The impact of saturated fats on the body depends on the food you eat and its quantity. In excess saturated fatty acids form bad cholesterol in the body, which leads to clogged arteries. But, in reasonable amounts, saturated fatty acids are good for the body because they provide energy and vitamins (A, D, E, K).
Selenium is a trace element that is a constituent of selenoproteins, which include the main intracellular antioxidant, glutathione peroxidase . It is found in eggs (16-48% of the average daily requirement, depending on whether it is a duck, chicken, goose or turkey egg and on the farming system) , pork or beef kidneys, garlic, fish and shellfish. Western nutrition more than meets daily requirements for this element , but it is impossible to predict body selenium levels from dietary intake because its utilization and retention are dependent on the presence of folic acid, vitamin B12 and negatively affected by the presence of homocysteine.
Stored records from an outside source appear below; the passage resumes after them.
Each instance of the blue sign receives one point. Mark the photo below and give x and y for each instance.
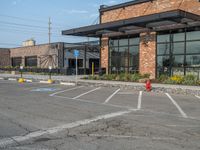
(76, 53)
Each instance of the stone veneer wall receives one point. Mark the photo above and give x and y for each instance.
(148, 50)
(4, 57)
(156, 6)
(104, 53)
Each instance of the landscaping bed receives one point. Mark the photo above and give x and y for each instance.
(164, 79)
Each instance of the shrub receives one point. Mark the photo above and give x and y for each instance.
(163, 78)
(135, 77)
(177, 79)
Sodium is a mineral that plays an important role in the body’s state of hydration. It is present in the blood and in the extracellular fluid in which cells are bathed. Sodium also helps maintain the acid-base balance and is essential in the transmission of nerve impulses and muscle contraction. However, in excess it can have deleterious consequences. This is why current recommendations aim to limit sodium consumption.
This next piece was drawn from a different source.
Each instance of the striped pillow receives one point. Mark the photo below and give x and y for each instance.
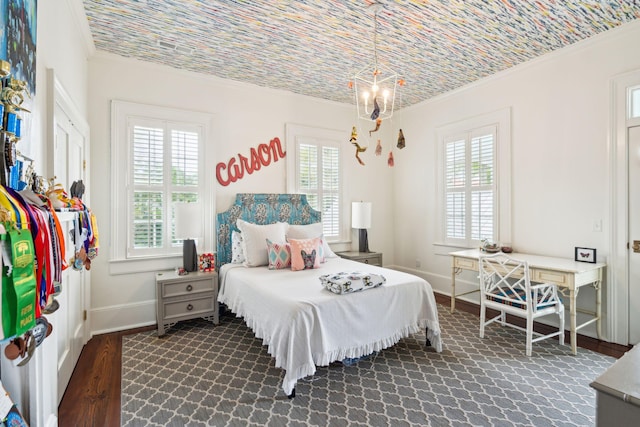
(279, 255)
Thiamine or vitamin B1 (or aneurine) is a metabolic precursor of thiamine pyrophosphate (TPP), a coenzyme essential to certain decarboxylases. In animals, thiamine is a water-soluble vitamin from the family of B vitamins that they must find in their diet. On the other hand, it is synthesized by bacteria, plants and fungi. It is essential for the transformation of carbohydrates into energy by the Krebs cycle and is necessary for the proper functioning of the nervous system and muscles. It is in fact essential for the transformation of pyruvate produced by glycolysis and toxic for the nervous system.
In humans, a dietary vitamin B1 deficiency causes beriberi and can also cause Gayet-Wernicke encephalopathy.
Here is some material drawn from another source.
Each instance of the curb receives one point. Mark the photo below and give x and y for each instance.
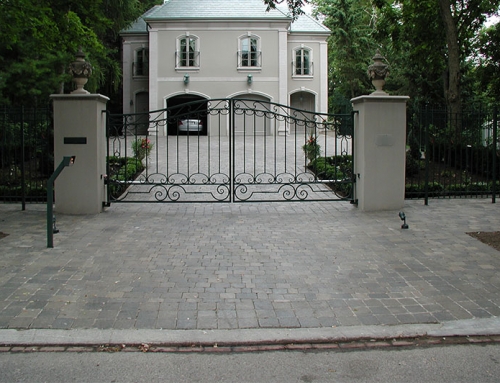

The K vitamins are a group of fat-soluble vitamins required for the post-translational modifications of certain proteins involved primarily in blood coagulation but also in the metabolism of bones and other tissues. The use of the letter K comes from the German Koagulation.
They are mainly synthesized by bacteria fermenting certain cheeses or plants, intestinal bacteria, or come from food (especially green plant foods, as they are linked to chloroplasts). They are also found in animal fats.
They promote the synthesis of blood clotting factors, the fixation of calcium by the bones, the flexibility of arteries and the good condition of blood vessels in general, tendons, cartilage and other connective tissues. New properties have been discovered more recently, for example in the control of inflammatory states, in cell division, in cell migration, in cell specialization, etc.